1. The big pair of questions that DIT seeks to answer is "how does work enter your life?" and "when do you accomplish it when it does?" It's crucial that this is only secondarily a planning system. It's much more a tracking system, that allows you to see your work all laid out before you. So, the system is not about taking some time to plan out your work for tomorrow, according to "what you think you can handle" on that day. Rather, it's about noticing when a new piece of work has entered your life, and rather than doing it then or ignoring it, writing it down immediately on your list for the next day. You don't need to plan based on what you think you can handle, because if you are not overcommitted, then the work that enters your life on a particular day must itself on average be able to be completed in a day, and therefore doesn't require planning. If you are overcommitted, then no planning in the world can fit more than one day's work into a day. So; become attentive to how work comes into your life (whether it be emails, things arriving in the mail, something breaking, something running out, noticing some small task you'd been meaning to get to), and always have your list for tomorrow close to hand, so that you can immediately jot it down for the next day.

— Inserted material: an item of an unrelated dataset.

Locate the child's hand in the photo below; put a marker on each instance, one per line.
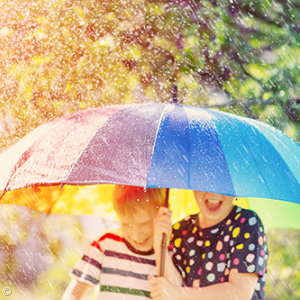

2. You need to get addicted to checking things off the list. This means that lots of small tasks is far superior to a few big tasks. Break projects into steps and write them in individually. Spread work out over days whenever possible. Make tasks small enough that you don't experience mental resistance to doing them, and you still get a hit of accomplishment when they're done.
3. This is related to the last; make sure that list items have a completely unambiguous binary divide between completed and not-completed. You want to avoid the feeling of "should I keep working on this/return to working on that to get a little more done?" This kind of questioning disturbs one's inner peace tremendously. When a task is done, it is done, even if the task was just "start doing X" (a technique I use a lot). Do your damnedest to avoid large projects that must be completed quickly, which encourage this kind of background stress and "bleed-over" work.
4. Also related to (2): don't set aside "special days" to accomplish big tasks, at the expense of other things. This is sometimes unavoidable (e.g. just yesterday had to drive all day to pick up my sisters-in-law from the airport), but in general, try to treat each day as fundamentally similar to each other day; full of a wide variety of small tasks. "Special days" for doing things like cleaning the whole house, or stacking wood, or writing a whole essay, or building a chicken coop, first of all tend to disrupt the rhythms of other work, but also have a great deal of mental resistance associated with them -- it's hard to plan them, and hard to get those days started. Mileage may vary on this one, depending on personality, but I find that actually making those big days happen, as efficiently as I was hoping, is a rare and difficult occurrence, and I get far more accomplished doing a little bit of those tasks at a time instead.
A few things that popped into my head; I'm sure there will be more.